Comme un Érythréen en Normandie. Les carnets d’ailleurs de Marco & Paula #162
Marco coule des jours tranquilles en Normandie, s’enchevêtrant les neurones dans les nuages…
Sans perspective …
Pour un nomade, je suis fort tranquille ces jours-ci. Je coule des jours paisibles dans une Normandie en fleurs, avec rien d’autre à explorer que le ciel changeant ou l’enchevêtrement des branches des pommiers que je n’ai pas encore taillés. J’attends. Voilà bien un moment inhabituel. En fait je n’attends rien, je suis sans perspectives, sinon celle d’un rendez-vous chez le médecin ou, plus tard, celle de longues semaines de rééducation. Quelques pistes pour un prochain contrat, assez frêles pour le moment, s’esquissent (ou s’esquivent), et il faudra un mois ou deux ou plus avant que les signes s’inscrivent vraiment dans le paysage.
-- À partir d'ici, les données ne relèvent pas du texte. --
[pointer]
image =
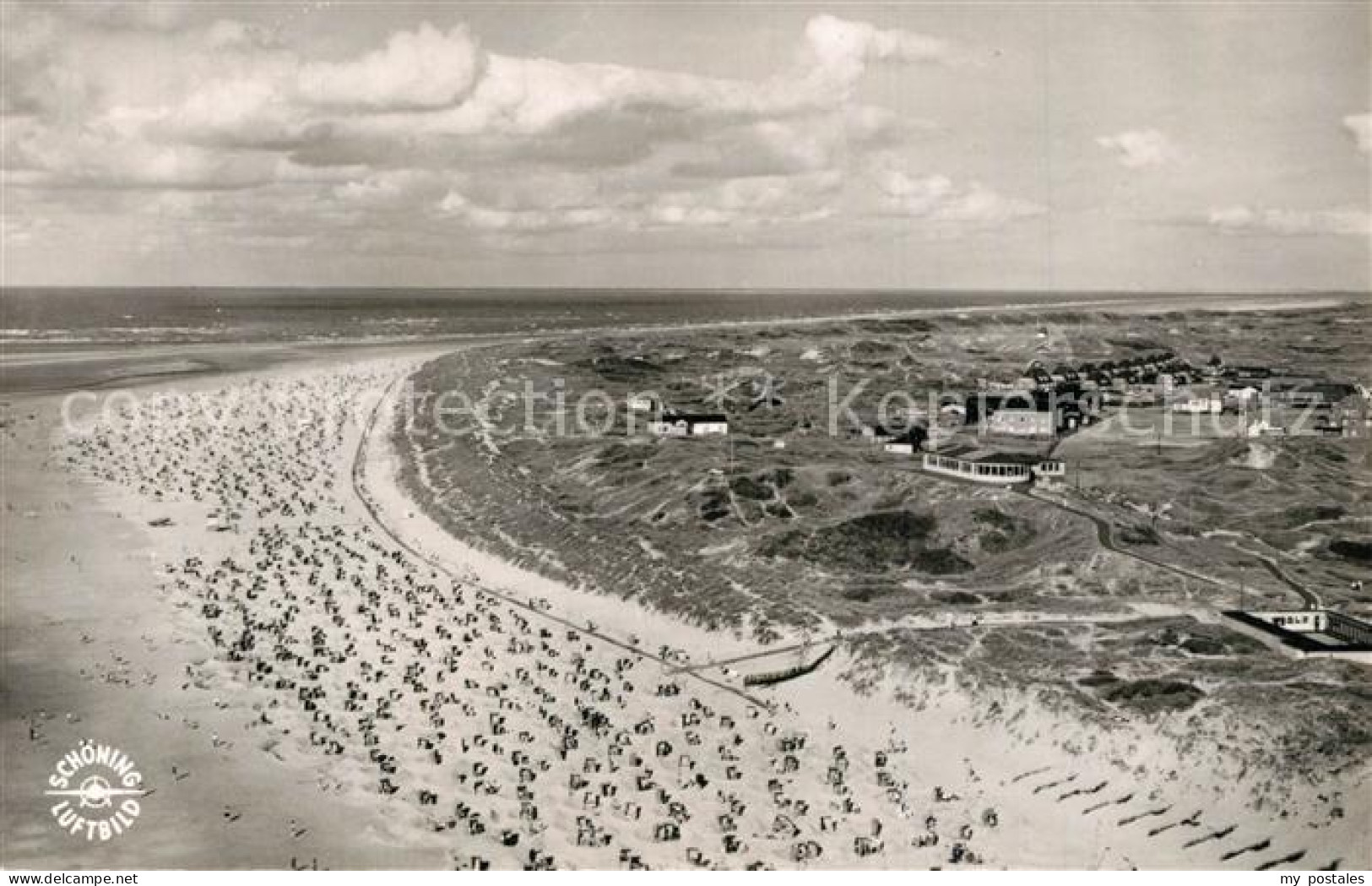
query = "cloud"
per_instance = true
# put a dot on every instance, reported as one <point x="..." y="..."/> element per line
<point x="1246" y="220"/>
<point x="417" y="70"/>
<point x="844" y="50"/>
<point x="235" y="132"/>
<point x="1360" y="125"/>
<point x="1141" y="149"/>
<point x="941" y="200"/>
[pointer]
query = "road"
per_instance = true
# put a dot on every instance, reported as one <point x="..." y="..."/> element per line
<point x="1104" y="532"/>
<point x="379" y="525"/>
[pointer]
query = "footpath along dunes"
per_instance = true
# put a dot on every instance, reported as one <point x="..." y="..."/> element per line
<point x="502" y="723"/>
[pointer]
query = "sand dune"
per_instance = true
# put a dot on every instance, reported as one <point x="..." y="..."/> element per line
<point x="314" y="633"/>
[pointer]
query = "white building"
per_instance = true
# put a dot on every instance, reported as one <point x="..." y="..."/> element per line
<point x="987" y="466"/>
<point x="1198" y="400"/>
<point x="686" y="426"/>
<point x="1021" y="422"/>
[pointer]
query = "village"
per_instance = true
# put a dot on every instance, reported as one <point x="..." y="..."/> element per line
<point x="1006" y="432"/>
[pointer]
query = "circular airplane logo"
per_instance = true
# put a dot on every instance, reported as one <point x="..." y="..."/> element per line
<point x="98" y="791"/>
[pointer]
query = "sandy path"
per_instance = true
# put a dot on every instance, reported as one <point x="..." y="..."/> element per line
<point x="377" y="703"/>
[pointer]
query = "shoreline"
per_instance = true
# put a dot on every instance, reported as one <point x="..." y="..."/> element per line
<point x="860" y="721"/>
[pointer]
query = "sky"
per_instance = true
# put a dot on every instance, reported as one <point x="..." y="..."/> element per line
<point x="919" y="145"/>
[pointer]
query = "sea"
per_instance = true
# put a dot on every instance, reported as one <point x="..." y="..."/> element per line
<point x="63" y="339"/>
<point x="179" y="316"/>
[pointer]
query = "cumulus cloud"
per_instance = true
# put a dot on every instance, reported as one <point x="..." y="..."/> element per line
<point x="1141" y="149"/>
<point x="432" y="132"/>
<point x="417" y="70"/>
<point x="1239" y="220"/>
<point x="844" y="48"/>
<point x="939" y="199"/>
<point x="1360" y="125"/>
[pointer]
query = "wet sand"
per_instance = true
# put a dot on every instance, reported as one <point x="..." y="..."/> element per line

Dans cette douce vacance, j’explore ce qui me tombe sous la main; les enchevêtrements de branches ou la bibliothèque hétéroclite de la maison. Je suis ainsi tombé sur les « Tristes Tropiques » de Claude Lévi-Strauss, et j’y ai lu cette phrase, qui a provoqué quelques rides à la surface de mon cortex.
« Moins qu’un parcours, l’exploration est une fouille: une scène fugitive, un coin de paysage, une réflexion saisie au vol permettent seuls de comprendre et d’interpréter des horizons autrement stériles » [dans le chapitre V, Regards en arrière].
Vérité au delà …
Cet horizon que je contemple, la campagne normande, n’est évidemment pas stérile en soi – cela fâcherait fort mon frangin maraîcher. Il est stérile pour le réfugié Érythréen (à moins qu’il ne soit Éthiopien ou Somalien, ce jeune assis en face moi dans le train), ou le Martien s’il en vient; pour eux de prime abord peu de signes dans cet environnement sont susceptibles de faire sens – peut-être pas même la forme des nuages, qui pourraient bien, au moins dans mon imagination, ne pas annoncer ici les mêmes pluies que là-bas. Qui sait?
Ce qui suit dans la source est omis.